SUARAINDONEWS.COM, Jakarta – Nabire, Papua Tengah, Wakil Ketua DPD RI, Yorrys Raweyai, menekankan pentingnya sinergi antara pemerintah pusat dan daerah dalam menangani konflik keamanan yang belakangan ini kembali memanas di wilayah Papua Tengah. Hal tersebut disampaikan dalam kunjungan reses DPD RI Masa Sidang V di Nabire, Papua Tengah, pada 2–6 Juni 2025.
Dalam kunjungannya, Yorrys menyerap aspirasi dari berbagai pemangku kepentingan di Papua Tengah, mulai dari unsur Pemerintah Daerah, Dewan Perwakilan Rakyat Papua Tengah (DPRPT), Majelis Rakyat Papua (MRP), hingga aparat keamanan seperti Kapolda Papua Tengah, Kepala BIN Daerah, dan Danrem 173.
Menurut Yorrys, eskalasi kekerasan antara aparat keamanan dengan kelompok bersenjata yang mengatasnamakan Tentara Pembebasan Nasional Papua Barat–Organisasi Papua Merdeka (TPNPB–OPM), telah menyebabkan situasi sosial yang tidak kondusif di beberapa kabupaten, seperti Puncak, Puncak Jaya, Intan Jaya, Paniai, dan Dogiyai.
“Konflik bersenjata ini menyebabkan masyarakat hidup dalam ketakutan.
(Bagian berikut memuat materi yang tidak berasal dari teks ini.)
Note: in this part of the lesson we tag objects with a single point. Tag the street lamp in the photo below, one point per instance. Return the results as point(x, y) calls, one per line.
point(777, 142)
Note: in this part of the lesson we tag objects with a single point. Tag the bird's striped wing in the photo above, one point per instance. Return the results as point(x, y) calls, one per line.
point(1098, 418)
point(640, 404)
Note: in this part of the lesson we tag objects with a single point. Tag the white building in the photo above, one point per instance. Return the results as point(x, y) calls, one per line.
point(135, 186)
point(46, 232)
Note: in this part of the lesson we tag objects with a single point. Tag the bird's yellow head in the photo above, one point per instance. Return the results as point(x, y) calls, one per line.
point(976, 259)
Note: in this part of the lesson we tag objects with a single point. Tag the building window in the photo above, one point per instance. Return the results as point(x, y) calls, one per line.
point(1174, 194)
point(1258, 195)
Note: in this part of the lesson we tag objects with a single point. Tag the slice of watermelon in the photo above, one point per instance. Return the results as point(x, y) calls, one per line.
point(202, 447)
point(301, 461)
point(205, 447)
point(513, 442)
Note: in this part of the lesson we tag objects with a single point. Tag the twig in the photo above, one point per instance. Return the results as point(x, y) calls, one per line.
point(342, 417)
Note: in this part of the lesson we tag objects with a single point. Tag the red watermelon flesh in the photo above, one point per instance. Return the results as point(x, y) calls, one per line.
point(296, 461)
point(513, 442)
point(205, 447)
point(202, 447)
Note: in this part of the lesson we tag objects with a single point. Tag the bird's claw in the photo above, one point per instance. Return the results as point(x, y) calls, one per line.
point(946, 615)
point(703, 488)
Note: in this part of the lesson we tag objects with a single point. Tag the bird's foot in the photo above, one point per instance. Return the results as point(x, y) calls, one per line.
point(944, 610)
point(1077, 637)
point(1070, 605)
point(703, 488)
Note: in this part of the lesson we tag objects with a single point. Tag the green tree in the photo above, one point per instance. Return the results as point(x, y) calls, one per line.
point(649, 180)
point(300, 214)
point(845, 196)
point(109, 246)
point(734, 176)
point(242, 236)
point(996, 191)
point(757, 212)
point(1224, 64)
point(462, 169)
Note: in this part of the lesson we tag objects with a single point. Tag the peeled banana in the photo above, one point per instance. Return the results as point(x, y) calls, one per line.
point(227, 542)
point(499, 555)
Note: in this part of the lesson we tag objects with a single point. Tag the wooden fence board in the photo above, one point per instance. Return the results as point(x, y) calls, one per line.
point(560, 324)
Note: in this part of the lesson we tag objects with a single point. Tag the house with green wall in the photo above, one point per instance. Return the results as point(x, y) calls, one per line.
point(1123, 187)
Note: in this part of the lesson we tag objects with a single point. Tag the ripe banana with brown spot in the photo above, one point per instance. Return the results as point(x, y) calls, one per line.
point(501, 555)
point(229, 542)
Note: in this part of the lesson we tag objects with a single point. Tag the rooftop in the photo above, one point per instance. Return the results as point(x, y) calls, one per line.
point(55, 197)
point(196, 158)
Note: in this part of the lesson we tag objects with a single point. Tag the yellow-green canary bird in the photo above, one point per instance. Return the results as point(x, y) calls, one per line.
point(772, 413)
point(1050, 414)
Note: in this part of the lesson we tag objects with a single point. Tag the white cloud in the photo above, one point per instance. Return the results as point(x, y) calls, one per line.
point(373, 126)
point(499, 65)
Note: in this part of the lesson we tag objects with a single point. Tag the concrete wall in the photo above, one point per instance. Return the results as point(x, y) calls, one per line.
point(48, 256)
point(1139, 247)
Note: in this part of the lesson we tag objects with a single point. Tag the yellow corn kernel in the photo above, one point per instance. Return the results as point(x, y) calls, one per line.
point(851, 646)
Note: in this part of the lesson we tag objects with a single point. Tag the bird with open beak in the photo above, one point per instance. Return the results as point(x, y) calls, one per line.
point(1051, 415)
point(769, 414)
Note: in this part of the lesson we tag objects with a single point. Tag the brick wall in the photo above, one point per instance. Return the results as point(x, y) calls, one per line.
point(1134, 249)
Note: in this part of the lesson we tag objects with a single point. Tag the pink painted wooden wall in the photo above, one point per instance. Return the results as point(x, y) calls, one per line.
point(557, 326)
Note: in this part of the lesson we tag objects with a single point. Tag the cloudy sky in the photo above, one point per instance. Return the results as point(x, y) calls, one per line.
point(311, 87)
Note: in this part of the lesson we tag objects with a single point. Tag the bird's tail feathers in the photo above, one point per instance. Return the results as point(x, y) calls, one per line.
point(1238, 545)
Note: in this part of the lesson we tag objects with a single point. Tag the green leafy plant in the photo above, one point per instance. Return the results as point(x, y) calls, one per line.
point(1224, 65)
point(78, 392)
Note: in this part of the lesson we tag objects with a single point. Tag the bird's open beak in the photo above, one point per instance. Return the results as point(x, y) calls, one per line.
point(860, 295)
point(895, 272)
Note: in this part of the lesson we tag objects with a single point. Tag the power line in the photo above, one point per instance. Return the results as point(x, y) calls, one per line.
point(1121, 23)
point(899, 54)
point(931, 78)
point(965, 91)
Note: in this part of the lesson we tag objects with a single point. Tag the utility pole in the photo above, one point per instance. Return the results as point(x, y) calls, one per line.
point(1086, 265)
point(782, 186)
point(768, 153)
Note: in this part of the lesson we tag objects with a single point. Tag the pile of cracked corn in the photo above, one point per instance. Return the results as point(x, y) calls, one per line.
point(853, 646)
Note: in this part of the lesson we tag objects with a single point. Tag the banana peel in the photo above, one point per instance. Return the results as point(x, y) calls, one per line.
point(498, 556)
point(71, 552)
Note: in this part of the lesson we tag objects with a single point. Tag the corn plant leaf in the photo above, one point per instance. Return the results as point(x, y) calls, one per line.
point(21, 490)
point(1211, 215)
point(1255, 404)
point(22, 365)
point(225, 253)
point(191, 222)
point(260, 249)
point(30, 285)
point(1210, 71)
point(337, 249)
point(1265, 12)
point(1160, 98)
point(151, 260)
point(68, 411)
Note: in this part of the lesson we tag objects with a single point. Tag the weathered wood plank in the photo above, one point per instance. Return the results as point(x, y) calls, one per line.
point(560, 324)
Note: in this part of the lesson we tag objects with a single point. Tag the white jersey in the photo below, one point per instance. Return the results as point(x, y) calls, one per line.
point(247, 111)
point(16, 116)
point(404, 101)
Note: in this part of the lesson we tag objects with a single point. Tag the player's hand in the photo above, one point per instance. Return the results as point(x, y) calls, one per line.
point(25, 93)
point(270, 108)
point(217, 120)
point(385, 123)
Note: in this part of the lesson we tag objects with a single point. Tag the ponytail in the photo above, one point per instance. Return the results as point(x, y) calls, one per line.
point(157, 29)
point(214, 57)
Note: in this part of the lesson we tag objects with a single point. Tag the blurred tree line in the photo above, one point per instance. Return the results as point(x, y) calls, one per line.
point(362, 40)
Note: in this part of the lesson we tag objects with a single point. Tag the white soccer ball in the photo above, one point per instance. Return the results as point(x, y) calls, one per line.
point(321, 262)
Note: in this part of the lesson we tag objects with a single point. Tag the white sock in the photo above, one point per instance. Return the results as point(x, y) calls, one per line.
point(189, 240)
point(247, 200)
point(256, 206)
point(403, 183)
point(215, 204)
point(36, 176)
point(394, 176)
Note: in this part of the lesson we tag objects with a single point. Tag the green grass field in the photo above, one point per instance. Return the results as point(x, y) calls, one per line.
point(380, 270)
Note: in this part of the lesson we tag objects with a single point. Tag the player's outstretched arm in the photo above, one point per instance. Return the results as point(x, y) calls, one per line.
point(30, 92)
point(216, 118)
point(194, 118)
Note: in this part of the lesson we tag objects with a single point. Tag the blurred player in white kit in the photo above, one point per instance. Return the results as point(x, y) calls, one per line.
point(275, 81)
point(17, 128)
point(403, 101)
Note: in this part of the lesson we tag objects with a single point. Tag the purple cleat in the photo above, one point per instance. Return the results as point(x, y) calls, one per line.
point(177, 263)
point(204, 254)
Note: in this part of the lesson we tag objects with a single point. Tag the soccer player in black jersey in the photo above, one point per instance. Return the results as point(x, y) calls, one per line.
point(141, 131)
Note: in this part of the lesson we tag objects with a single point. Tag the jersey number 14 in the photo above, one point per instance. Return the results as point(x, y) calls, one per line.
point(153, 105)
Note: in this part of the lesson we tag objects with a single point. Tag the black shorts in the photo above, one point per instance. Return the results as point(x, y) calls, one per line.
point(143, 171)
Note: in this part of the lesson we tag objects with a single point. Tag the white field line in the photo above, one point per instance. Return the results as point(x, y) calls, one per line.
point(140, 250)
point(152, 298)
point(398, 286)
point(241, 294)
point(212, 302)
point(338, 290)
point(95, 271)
Fasilitas publik seperti sekolah dan rumah sakit lumpuh, dan ini berdampak langsung terhadap masa depan anak-anak Papua,” ujar Yorrys pada Rabu (5/6).
Dalam sejumlah pertemuan bersama unsur pemerintahan daerah, terungkap bahwa konflik yang terjadi saat ini merupakan akumulasi dari persoalan lama yang belum tertangani secara tuntas, seperti rendahnya Indeks Pembangunan Manusia (IPM), minimnya kesejahteraan, kualitas pendidikan dan layanan kesehatan yang masih tertinggal, hingga belum optimalnya pemanfaatan sumber daya alam.
“Banyak persoalan yang menjadi pekerjaan rumah besar pasca pemekaran. Pemerataan kesejahteraan dan pemenuhan rasa keadilan menjadi hal yang mendesak dan tidak bisa ditunda,” tegas Yorrys.
Yorrys menegaskan bahwa semangat pemekaran daerah di Papua adalah membuka akses pembangunan dan mempercepat kemajuan. Namun demikian, proses tersebut harus diikuti dengan evaluasi dan kebijakan terintegrasi agar tidak menimbulkan persoalan baru di kemudian hari.
Yorrys juga menyoroti pendekatan keamanan yang dilakukan pemerintah pusat, yang dinilainya harus mempertimbangkan masukan dari pemerintah daerah dan masyarakat Papua sendiri.
“Penambahan personel aparat keamanan non-organik harus mempertimbangkan masukan dari masyarakat dan pemerintah daerah, karena mereka yang memahami secara langsung kondisi riil di lapangan,” jelasnya.
Ia mendorong adanya komunikasi yang lebih intensif antara pusat dan daerah agar penanganan konflik dapat dilakukan secara komprehensif dan tidak menimbulkan gejolak sosial berkepanjangan.
Selain isu keamanan, Yorrys juga menyoroti pentingnya percepatan pembangunan di sektor pendidikan dan kesehatan. Ia menilai, ketersediaan dana Otonomi Khusus serta kekayaan alam Papua seharusnya menjadi modal besar dalam meningkatkan kualitas layanan dasar bagi masyarakat.
Yorrys mendorong seluruh pemangku kepentingan di Papua Tengah untuk menyusun kebijakan yang terarah melalui produk hukum daerah, seperti Peraturan Daerah Khusus (Perdasus) dan Peraturan Daerah Provinsi (Perdasi), sebagai turunan dari Undang-Undang Otonomi Khusus.
“Dengan dukungan visi dan misi yang sinergis, Papua Tengah dapat menghasilkan kebijakan terbaik yang berdampak langsung pada peningkatan kesejahteraan masyarakat di bidang pendidikan dan kesehatan,” tutup Yorrys.